- Jersey Finance
- |23 Jul 2025
Being a company, a FIC is a separate legal entity and assets held in a FIC are ringfenced from the family’s other wealth. Therefore, business and other risks relating to those assets held in the FIC should not affect the family’s wealth held outside the FIC and vice versa.
A FIC differs from a trust in that the shares in the FIC, and therefore the value, are owned by the shareholders and form part of those shareholders’ estates. In a trust, the assets, and therefore value, are held by trustees for the benefit of the beneficiaries but (unless a bare trust or other absolute interest) that value would not normally belong to the beneficiaries or form part of their estates.

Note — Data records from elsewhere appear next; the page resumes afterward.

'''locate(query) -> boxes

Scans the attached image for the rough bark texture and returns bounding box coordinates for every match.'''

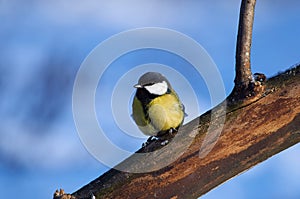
[72,66,300,199]
[233,0,256,99]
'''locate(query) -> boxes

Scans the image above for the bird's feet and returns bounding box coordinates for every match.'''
[142,136,159,148]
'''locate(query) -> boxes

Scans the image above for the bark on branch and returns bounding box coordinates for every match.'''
[73,66,300,198]
[232,0,257,101]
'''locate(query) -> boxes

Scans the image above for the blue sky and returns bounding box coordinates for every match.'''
[0,0,300,199]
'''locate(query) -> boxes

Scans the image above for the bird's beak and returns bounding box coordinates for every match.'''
[133,84,143,88]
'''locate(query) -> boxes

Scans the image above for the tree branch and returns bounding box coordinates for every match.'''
[73,66,300,198]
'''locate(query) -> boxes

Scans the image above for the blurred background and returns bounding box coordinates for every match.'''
[0,0,300,199]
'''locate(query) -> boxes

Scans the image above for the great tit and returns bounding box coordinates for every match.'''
[132,72,185,138]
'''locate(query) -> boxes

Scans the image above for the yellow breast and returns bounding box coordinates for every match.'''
[133,94,184,136]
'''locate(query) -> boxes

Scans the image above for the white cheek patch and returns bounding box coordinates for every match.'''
[145,81,168,95]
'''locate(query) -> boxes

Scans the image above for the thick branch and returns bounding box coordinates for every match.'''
[73,66,300,198]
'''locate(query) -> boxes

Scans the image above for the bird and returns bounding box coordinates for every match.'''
[132,72,185,145]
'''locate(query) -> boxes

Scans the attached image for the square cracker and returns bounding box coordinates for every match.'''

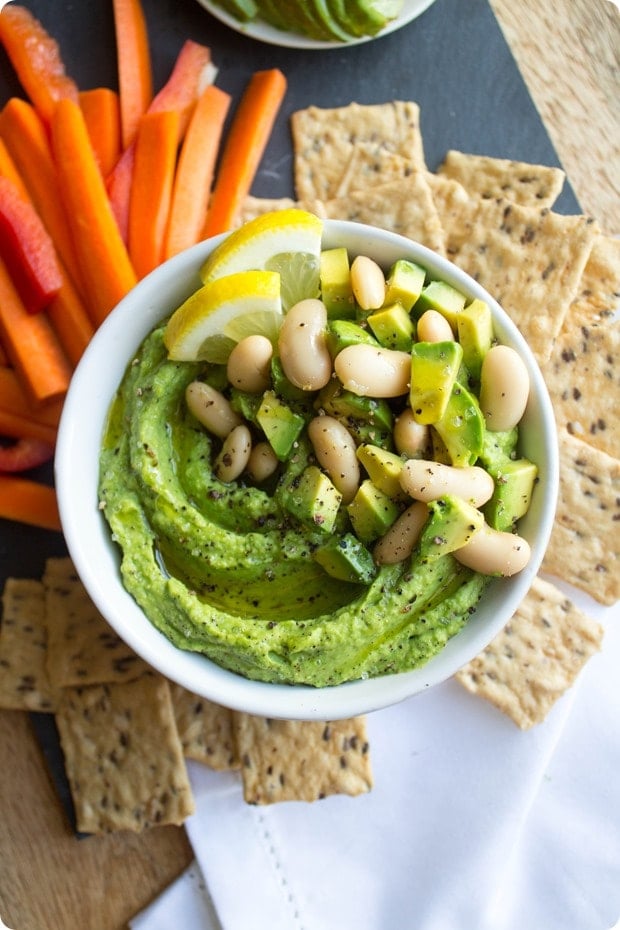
[447,199,597,362]
[0,578,58,713]
[291,100,426,200]
[43,558,148,687]
[56,674,194,833]
[234,713,372,804]
[542,431,620,604]
[455,578,603,730]
[170,682,239,770]
[437,149,566,207]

FICs are managed day to day by the directors. Under Jersey’s companies’ laws there are also certain powers held by the shareholders, such as power to amend the articles of association. However, bespoke drafting in the articles may provide for there to be different powers dependent upon the class of shares held or extended controls or powers to be held by the shareholders. A family member may be able to exercise control over the FIC whether by acting as a director or being a shareholder or a combination of the two. Alternatively, professionals could act as directors for the FIC or there could be a combination of family members and professional directors.
A trust is managed by the trustees who also hold all the powers, although in some trust deeds powers are granted to third parties eg a power to veto a decision or direct investments, and these third parties could be family members. However, generally a higher level of control would normally be seen in the use of a FIC than a trust as the family will have retained ownership of the shares in the former.